Art history is full to the brim of sunflower portraits, across all manner of different styles and art movements. The colours and textures of this iconic flower make it ideal for artists across Europe and the rest of the world. Georgia O'Keeffe was no different in that respect, and took advantage of her connection to local New York florists to access this stunning plant for her work. A Sunflower from Maggie, 1937, is pictured here and is perhaps the most famous of all O'Keeffe's sunflower paintings.
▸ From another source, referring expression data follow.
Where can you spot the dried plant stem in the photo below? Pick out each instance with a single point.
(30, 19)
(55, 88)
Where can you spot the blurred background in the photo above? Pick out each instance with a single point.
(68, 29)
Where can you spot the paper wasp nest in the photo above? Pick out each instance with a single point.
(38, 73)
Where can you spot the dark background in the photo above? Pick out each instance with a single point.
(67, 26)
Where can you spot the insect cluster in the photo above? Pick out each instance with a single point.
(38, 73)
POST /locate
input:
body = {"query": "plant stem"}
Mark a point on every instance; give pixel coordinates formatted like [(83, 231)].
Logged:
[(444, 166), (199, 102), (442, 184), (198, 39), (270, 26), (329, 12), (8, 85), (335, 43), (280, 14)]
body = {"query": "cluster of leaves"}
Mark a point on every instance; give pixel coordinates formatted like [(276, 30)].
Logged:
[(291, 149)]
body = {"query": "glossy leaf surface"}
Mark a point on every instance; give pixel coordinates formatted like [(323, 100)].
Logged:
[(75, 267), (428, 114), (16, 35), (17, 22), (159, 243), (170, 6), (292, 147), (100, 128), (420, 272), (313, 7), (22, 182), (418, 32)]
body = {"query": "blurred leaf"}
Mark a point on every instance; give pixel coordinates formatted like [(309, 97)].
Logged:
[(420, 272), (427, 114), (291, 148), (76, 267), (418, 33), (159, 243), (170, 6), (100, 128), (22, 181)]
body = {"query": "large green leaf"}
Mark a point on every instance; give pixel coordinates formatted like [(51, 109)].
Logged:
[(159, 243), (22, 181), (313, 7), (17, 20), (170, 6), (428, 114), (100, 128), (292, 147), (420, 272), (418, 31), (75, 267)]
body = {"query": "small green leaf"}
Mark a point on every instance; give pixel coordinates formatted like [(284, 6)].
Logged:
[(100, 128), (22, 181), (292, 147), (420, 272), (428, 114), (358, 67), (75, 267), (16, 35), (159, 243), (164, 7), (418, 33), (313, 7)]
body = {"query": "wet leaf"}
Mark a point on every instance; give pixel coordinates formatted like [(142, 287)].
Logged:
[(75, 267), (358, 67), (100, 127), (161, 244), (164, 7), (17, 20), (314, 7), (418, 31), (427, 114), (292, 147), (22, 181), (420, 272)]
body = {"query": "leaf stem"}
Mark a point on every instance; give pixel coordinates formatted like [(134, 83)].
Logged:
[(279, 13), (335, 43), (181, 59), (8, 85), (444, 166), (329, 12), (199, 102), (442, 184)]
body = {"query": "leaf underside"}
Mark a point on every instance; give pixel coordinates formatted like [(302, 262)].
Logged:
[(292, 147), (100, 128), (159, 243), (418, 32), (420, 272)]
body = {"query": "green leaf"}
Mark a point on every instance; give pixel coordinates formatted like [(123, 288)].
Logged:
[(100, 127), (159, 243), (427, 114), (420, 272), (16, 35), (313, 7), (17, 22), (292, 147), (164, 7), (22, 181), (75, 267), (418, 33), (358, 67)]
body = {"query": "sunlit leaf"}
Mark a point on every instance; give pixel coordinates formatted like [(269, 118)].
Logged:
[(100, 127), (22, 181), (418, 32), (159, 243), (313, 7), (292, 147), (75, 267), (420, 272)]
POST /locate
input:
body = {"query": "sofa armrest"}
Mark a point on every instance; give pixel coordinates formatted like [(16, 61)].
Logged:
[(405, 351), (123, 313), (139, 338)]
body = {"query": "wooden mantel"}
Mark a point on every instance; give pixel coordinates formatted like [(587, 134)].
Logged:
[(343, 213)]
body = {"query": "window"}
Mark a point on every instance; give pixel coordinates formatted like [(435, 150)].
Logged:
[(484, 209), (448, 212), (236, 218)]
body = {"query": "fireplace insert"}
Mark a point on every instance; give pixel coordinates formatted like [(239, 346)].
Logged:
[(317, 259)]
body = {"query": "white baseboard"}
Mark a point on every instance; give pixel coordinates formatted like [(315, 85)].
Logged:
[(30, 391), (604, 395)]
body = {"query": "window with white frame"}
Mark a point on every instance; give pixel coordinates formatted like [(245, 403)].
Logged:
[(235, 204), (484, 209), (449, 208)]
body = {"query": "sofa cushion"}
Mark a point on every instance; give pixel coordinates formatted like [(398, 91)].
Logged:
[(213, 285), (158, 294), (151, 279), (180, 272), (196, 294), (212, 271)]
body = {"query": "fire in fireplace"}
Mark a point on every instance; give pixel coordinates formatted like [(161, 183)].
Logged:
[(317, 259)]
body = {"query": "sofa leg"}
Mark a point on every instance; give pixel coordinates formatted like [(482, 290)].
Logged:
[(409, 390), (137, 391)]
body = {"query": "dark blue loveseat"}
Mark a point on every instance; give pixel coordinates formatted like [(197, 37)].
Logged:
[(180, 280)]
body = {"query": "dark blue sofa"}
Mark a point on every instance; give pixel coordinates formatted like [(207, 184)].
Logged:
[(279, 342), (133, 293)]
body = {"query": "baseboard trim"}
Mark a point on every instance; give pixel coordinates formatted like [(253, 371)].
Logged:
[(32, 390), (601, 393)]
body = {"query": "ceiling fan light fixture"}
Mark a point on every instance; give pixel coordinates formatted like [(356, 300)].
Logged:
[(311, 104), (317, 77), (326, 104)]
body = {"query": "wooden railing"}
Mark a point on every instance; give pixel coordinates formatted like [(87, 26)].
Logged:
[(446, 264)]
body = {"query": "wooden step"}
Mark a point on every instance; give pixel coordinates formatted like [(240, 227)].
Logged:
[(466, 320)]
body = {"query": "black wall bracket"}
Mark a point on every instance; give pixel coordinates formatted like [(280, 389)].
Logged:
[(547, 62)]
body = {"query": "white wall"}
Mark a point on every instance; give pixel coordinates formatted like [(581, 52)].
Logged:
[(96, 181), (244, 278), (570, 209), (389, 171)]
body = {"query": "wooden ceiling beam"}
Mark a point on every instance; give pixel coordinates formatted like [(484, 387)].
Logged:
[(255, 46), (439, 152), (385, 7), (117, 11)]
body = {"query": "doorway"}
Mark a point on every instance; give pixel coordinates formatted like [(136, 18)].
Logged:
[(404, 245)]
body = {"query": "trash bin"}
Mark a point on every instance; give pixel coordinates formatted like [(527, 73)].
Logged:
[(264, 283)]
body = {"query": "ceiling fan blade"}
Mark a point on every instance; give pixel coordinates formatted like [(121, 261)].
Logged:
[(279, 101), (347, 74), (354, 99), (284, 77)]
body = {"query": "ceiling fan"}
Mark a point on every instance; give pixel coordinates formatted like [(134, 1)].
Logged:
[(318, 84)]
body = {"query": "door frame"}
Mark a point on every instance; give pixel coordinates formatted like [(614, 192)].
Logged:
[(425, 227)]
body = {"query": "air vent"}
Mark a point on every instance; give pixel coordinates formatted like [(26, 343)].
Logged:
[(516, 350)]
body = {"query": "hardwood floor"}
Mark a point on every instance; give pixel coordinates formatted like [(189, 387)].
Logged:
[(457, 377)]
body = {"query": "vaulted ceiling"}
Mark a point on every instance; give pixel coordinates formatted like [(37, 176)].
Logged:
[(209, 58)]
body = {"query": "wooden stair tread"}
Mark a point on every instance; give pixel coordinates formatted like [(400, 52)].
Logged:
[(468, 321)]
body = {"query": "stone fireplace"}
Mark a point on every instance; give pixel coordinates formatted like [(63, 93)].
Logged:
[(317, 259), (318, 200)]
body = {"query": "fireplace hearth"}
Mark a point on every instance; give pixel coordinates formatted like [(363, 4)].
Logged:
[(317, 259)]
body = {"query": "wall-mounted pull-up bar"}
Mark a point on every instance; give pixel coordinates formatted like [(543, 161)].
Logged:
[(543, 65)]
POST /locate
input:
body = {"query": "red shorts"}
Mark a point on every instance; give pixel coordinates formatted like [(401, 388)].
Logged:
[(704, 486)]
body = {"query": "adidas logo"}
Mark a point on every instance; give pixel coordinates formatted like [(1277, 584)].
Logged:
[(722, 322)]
In A Sunflower for Maggie, Georgia O'Keeffe used a light background colour which is carefully repeated in the petals and helps to firmly contrast against the flower. Greens are also repeated in different parts of the flower to produce a well-balanced artwork which was again composed as if creating a photograph. Margaret Johnson, wife of Robert Wood Johnson, is the Maggie in question. She was a friend of Georgia from her time living in New Mexico, and her husband was president of the multi-national pharmaceutical firm, Johnson and Johnson. Another artwork on this theme was Sunflower, New Mexico, I, 1935 which came two years earlier than A Sunflower from Maggie and also portrays the flower in a different style. That painting is now a part of the The Cleveland Museum of Art collection, who hold several notable O'Keeffe paintings.
This painting was also part of the Georgia O'Keeffe and the Southwestern Still Life exhibition at the Indianapolis Museum of Art in 2015, alongside White Flower. Regarding her Sunflower from Maggie painting, it was one of six flower paintings that she painted in 1937. Hollyhocks, amaryllis and this sunflower were featured out of around two dozen canvases in total. Her sunflower paintings are not particularly close-up or oversized, she instead reproduced the natural beauty of the flower relatively faithfully, both in terms of life-size and also in avoiding being overly abstract.